Appellee has argued that once appellant asked for a pretrial, time was tolled. This court has previously said: "where the record demonstrates that the pretrial was granted upon the defendant's own request and there is nothing facially unreasonable about the amount of time taken to permit the pretrial and subsequent trial, this time is tolled pursuant to R.C.2945.72(E)." State v. Wirtanen (1996), 110 Ohio App. 3d 604,608-609. Applying that reasoning in this case, we therefore agree that time was tolled from the date appellant requested a pretrial, December 8, 1998, to the date the pretrial was held, December 15, 1998. After the pretrial was held, however, time again began to run.

Accordingly, from the date appellant was served with a summons until the date the pretrial was held, four days of the thirty-day time limit for the speedy trial were chargeable against the state. The trial court scheduled the trial for January 14, 1999. From December 15, 1998 to January 14, 1999 is thirty days which are all chargeable against the state. When those thirty days are added to the four days we have already noted are chargeable against the state, a total of thirty-four days is reached. Accordingly, appellant is correct that the original trial date of January 14, 1999 was four days past the statutorily set deadline for a speedy trial. Therefore, even if we find that the remaining time between the original trial date of January 14, 1999 and the rescheduled trial date of January 21, 1999 was tolled because the rescheduling was unavoidable when the court closed for bad weather on the initial trial date, we must still conclude that the trial was held four days past the thirty day deadline.1 Accordingly, we find appellant's first assignment of error well-taken.

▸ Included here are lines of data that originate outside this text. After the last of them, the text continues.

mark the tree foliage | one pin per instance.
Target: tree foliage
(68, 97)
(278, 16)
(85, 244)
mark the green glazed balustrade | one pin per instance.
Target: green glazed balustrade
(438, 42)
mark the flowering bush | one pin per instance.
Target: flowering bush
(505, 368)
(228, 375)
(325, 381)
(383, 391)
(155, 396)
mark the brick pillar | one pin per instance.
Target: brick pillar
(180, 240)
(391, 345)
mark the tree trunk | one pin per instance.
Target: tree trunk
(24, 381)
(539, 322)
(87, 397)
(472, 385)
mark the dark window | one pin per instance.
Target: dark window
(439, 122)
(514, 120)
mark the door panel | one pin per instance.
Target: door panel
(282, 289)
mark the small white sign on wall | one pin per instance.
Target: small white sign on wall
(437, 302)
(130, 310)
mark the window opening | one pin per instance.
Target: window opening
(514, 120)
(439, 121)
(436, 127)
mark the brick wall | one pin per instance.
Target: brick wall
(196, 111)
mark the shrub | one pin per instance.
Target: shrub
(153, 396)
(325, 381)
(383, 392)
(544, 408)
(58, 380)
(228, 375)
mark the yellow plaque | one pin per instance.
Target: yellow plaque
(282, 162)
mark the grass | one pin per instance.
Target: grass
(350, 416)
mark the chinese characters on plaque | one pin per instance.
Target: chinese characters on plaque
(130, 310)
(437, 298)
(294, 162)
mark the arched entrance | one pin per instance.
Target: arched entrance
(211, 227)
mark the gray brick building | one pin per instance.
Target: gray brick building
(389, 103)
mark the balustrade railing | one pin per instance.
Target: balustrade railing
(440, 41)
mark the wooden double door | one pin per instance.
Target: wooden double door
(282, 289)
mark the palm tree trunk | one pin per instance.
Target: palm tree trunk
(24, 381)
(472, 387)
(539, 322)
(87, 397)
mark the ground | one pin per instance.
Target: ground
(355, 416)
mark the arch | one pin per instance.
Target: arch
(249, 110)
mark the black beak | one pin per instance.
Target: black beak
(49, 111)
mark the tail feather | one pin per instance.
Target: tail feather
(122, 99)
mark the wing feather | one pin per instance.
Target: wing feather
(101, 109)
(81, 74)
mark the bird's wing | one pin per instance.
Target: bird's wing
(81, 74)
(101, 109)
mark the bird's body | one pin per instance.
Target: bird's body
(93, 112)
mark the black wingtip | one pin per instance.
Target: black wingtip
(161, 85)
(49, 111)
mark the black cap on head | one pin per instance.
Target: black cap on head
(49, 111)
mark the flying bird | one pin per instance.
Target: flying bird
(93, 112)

Our disposition of the first assignment of error renders appellant's second and third assignments of error moot. The judgment of the Sandusky Municipal Court is reversed. Pursuant to App.R. 12 (B) and R.C. 2945.73(B), this court orders that the charge filed against appellant for a violation of Sandusky Ordinance 371.05(A) be dismissed and that appellant is discharged. Appellee is ordered to pay the court costs of this appeal.

JUDGMENT REVERSED.

A certified copy of this entry shall constitute the mandate pursuant to App.R. 27. See, also, 6th Dist.Loc.App.R. 4, amended 1/1/98.

_______________________________ PETER M. HANDWORK, J.

MELVIN L. RESNICK, J., JAMES R. SHERCK, J., CONCUR.

1 A chart of the time computed is as follows:

December 4, 1998 — Time begins to run on date of service of summons

December 8, 1998 — Time stops running when appellant asks for a pretrial (Four days of the thirty day time limit for a speedy trial have passed).

December 15, 1998 — Time again begins to run after the pretrial is held

January 14, 1999 — Thirty more days have passed between December 15, 1998 and this date. Added to the four days that passed between December 4, 1998 and December 8, 1998 that are chargeable to the state, the total time chargeable to the state becomes thirty-four days

December 21, 1999 — Even if time was tolled from cancellation of January 14, 1999 trial date due to bad weather, the total time chargeable to the state remains thirty-four days.